Friends of the Earth filed a Freedom of Information Act request on Thursday asking for records related to the role Amos Hochstein, a former gas industry executive who is currently the department’s senior adviser for energy security, has played in the administration’s U.S.-EU joint Task Force for Energy Security. The task force was announced in March with the goal of securing additional liquefied natural gas for Europe in order to lessen its reliance on Russian supplies and build up storage before winter.
The FOIA request asks for ethics forms, agreements, or documentation for Hochstein, as well as conflict of interest disclosures and communications, including those “generated or received by Mr.

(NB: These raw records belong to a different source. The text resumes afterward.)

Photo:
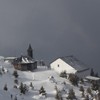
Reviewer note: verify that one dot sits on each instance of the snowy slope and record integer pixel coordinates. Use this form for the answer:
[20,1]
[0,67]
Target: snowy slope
[40,77]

Hochstein concerning the encouragement or facilitation of the expansion of domestic natural gas production.”
“A former LNG executive presiding over an official effort to increase LNG exports is disturbing to say the least,” Lukas Ross, program manager at Friends of the Earth, said in a statement. “This conflict of interest is flatly at odds with President Biden’s climate commitments.”
Hochstein, who previously served as senior vice president for marketing for Texas-based LNG company Tellurian and advised Ukrainian gas company Naftogaz, has been a lead on the administration’s energy diplomacy in the shadow of the war.
He and others approached Qatar, a top-three global LNG producer, and energy companies earlier in the year in search of additional gas volumes for Europe.
Since then, he led a recent meeting of the joint task force, which seeks to ensure Europe an additional 15 billion cubic meters of gas this year for the United States and other sources, along with 50 billion cubic meters of additional gas through at least 2030.
President Joe Biden announced the task force alongside European Commission President Ursula von der Leyen on March 25, a month into the war in Ukraine, which has strengthened Europe’s imperative to cut down its historical reliance on Russian energy imports.
European countries have committed to phasing their gas imports from Russia down and out over the next few years but are not prepared to cut them off immediately, considering Russia is their largest supplier and that doing so would likely result in dire economic consequences.
While reducing reliance on fossil fuels and cutting greenhouse gas emissions to mitigate climate change are priorities for both Biden and von der Leyen, they said at the time that acquiring more LNG would be done in “alignment with climate objectives” by “[reducing] the greenhouse gas intensity of all new LNG infrastructure and associated pipelines,” including by powering them with renewable energy sources.
Green groups have nonetheless criticized the task force and accused the administration of walking back on its climate change goals, including its target of achieving a minimum 50% reduction in greenhouse gas emissions by 2030.
“Without countervailing input from Friends of the Earth or the public, the fossil fuel industry’s lobbying efforts could persuade DOS that it is in the public interest to act quickly to promote public and private investment in the expansion of natural gas exports, clearing the way for the construction of infrastructure that will have little impact on short-term energy prices even as they deepen the peril the world faces due to climate change,” Friends of the Earth said in its FOIA request.
The administration’s acceptance that new infrastructure will need to be built to facilitate more exports does reflect a shift, including from Hochstein’s position.
He said in October that “building massive new pipelines doesn’t necessarily make a lot of sense” and that companies shouldn’t invest in long-term fossil fuel infrastructure that can become “stranded assets” and “take us away from the goal” of mitigating climate change.